Savory inclinations aside, there is another reason to get yourself to Gowanus: the glorious breads, including delectable soft pretzels, made by Pizzulli's business partner, civil engineer-turned-Per Se cook, Peter Endriss. Among the methodical baker's masterpieces are delicate almond croissants, dense walnut bread and orange blossom water-scented brioche loaves, inspired by a visit to revered Parisian bakery, Du Pain et Des Idées. "I love the slight tang of the levain and the subtle aftertaste that the orange blossom water leaves in your mouth," he points out.

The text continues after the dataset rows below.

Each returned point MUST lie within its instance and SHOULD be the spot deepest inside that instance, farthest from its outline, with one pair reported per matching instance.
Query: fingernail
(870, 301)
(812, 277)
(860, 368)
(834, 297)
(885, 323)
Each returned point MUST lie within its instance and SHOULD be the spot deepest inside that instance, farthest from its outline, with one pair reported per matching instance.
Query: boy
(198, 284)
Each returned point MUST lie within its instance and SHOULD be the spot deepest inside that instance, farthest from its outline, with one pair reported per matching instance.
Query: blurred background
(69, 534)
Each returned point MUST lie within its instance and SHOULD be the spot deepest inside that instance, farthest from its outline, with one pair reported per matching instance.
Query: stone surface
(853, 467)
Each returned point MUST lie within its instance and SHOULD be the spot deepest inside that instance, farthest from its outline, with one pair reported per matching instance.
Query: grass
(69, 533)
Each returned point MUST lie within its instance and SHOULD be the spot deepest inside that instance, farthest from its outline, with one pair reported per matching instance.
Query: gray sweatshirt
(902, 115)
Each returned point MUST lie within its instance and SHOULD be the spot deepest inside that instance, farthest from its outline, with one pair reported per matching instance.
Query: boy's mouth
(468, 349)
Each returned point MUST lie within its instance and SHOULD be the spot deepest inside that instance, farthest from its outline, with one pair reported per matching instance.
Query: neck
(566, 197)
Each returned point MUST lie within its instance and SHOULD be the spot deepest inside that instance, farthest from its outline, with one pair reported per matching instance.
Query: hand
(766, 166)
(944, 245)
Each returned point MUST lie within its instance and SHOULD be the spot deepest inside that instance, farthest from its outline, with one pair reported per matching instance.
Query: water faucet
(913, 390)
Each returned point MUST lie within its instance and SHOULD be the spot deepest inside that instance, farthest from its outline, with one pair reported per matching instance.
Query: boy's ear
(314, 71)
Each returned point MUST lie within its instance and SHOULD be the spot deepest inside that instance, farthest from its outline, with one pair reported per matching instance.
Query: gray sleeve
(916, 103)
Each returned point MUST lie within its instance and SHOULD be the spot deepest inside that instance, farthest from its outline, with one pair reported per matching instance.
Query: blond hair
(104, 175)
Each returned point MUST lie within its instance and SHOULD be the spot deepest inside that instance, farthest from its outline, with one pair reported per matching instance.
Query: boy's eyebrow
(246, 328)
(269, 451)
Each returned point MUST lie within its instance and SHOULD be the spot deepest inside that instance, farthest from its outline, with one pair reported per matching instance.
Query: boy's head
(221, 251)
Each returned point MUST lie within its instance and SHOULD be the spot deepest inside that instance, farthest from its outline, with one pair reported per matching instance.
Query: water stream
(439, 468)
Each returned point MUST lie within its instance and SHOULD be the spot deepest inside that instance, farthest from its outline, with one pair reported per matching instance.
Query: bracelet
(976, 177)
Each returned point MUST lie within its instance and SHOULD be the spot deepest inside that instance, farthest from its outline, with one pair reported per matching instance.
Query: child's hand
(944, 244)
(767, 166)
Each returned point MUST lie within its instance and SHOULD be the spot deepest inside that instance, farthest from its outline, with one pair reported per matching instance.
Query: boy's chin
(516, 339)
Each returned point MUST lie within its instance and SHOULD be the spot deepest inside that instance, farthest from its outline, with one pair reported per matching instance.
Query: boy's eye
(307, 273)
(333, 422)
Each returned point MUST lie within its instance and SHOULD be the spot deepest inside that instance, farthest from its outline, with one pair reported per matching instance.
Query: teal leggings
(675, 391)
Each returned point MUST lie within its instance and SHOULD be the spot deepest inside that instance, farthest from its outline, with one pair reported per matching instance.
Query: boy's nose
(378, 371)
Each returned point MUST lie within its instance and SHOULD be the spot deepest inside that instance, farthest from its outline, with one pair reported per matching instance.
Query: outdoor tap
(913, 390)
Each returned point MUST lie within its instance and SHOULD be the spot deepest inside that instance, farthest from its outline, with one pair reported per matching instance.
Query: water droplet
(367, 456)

Don't expect Endriss' breads to appear in baskets beyond Runner & Stone anytime soon, however. "We just want to be a bakery and small restaurant, a place to make things by hand. A lot of good bakeries get larger and larger and as soon as they go wholesale they start mechanizing and losing quality. We want to always have good bread," he explains.

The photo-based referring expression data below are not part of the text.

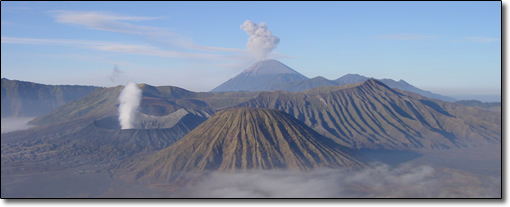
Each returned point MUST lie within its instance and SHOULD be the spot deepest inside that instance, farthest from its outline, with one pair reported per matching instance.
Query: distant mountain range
(181, 131)
(373, 115)
(260, 77)
(270, 75)
(27, 99)
(491, 106)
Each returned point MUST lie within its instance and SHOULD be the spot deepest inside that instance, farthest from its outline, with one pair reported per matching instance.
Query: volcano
(242, 139)
(260, 77)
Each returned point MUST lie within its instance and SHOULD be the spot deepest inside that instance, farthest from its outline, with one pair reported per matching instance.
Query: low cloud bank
(380, 181)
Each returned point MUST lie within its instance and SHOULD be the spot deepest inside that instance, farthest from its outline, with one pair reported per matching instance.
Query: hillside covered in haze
(27, 99)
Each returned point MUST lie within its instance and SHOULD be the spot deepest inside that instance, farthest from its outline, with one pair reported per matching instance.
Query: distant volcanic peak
(266, 67)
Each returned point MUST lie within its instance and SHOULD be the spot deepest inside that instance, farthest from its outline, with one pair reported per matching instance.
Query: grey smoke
(129, 99)
(261, 41)
(116, 74)
(405, 181)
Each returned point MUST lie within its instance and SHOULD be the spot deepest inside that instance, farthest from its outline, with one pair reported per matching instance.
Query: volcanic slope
(240, 139)
(260, 77)
(372, 115)
(156, 101)
(27, 99)
(319, 81)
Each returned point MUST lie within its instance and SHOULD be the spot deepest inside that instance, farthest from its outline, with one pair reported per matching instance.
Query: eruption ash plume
(261, 41)
(129, 99)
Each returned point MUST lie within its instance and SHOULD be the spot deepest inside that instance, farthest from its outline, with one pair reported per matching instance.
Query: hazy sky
(444, 47)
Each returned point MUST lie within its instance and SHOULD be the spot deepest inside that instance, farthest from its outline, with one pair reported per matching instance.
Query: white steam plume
(261, 41)
(129, 99)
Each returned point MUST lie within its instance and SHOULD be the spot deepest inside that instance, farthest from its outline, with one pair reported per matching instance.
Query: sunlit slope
(372, 115)
(80, 142)
(261, 76)
(157, 101)
(239, 139)
(28, 99)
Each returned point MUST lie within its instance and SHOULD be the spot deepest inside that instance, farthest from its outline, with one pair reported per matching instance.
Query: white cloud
(117, 23)
(113, 47)
(380, 181)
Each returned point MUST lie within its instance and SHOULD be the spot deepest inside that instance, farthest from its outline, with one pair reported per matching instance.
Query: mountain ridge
(248, 138)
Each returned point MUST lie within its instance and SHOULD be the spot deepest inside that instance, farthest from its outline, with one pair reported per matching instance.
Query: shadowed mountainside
(27, 99)
(372, 115)
(260, 76)
(352, 79)
(241, 139)
(156, 101)
(76, 143)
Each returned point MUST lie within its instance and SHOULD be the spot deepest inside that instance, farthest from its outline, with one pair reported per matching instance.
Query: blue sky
(451, 48)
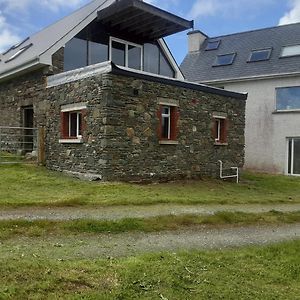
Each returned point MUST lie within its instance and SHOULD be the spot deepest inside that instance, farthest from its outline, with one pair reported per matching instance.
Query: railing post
(41, 146)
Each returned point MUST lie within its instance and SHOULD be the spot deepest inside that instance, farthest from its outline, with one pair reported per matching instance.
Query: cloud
(229, 8)
(7, 35)
(292, 16)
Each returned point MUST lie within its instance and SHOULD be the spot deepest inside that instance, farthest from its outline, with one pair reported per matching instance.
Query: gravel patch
(121, 212)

Working under Thomas Keller at Per Se forced Endriss to "grow as a baker and manager because you have to be on top of your game there. What I'm doing here is a culmination of everything I've learned at different stages."
Luckily, this translates to an ever-changing Danish lineup (the current iteration is filled with a local cheese from Jones Family Farm, in upstate New York) and dark, caraway-flecked Bolzano rye.
Soft pretzels, tawny-hued and glazed, are among the carb-laden treasures Endriss crafts at Runner & Stone. "New Yorkers, I think, are fascinated by pretzels," says Endriss. "It's part of their food culture." Yet his thoughtful version, a nod to his father's native Germany, is a far cry from the dry, over-salted monstrosities hawked by the city's street vendors. Endriss' recipe calls for white spelt flour — a solid stand-in for German dinkel — sugar, water, yeast, salt and butter. Making them is a laborious three-man job; one hand-shapes each pretzel, while the other two dip them in the lye that yields that attractive sheen before salting, scoring and baking batches. (Photos and .gifs by Mark Shaw for Food Republic).
"I grew up eating them whenever we visited my father in Germany, which was almost every year since I was two," recalls Endriss, who once did a stage at Stemke, a family-run bakery in his father's hometown of Oberndorf am Neckar. "Our routine began with going to my grandmother's house, and she would always have pretzels and butter waiting for us. Then, we would continue with a walk through the town to see what had changed since the last time."
The pretzels are often the first to sell out at Runner & Stone — too bad, because paired with a beer, lunch is served — yet there's better proof of their sublime powers than the tastes of discerning Brooklynites: When Endriss' father makes his way to New York, he confesses his son's version transcends the German classic.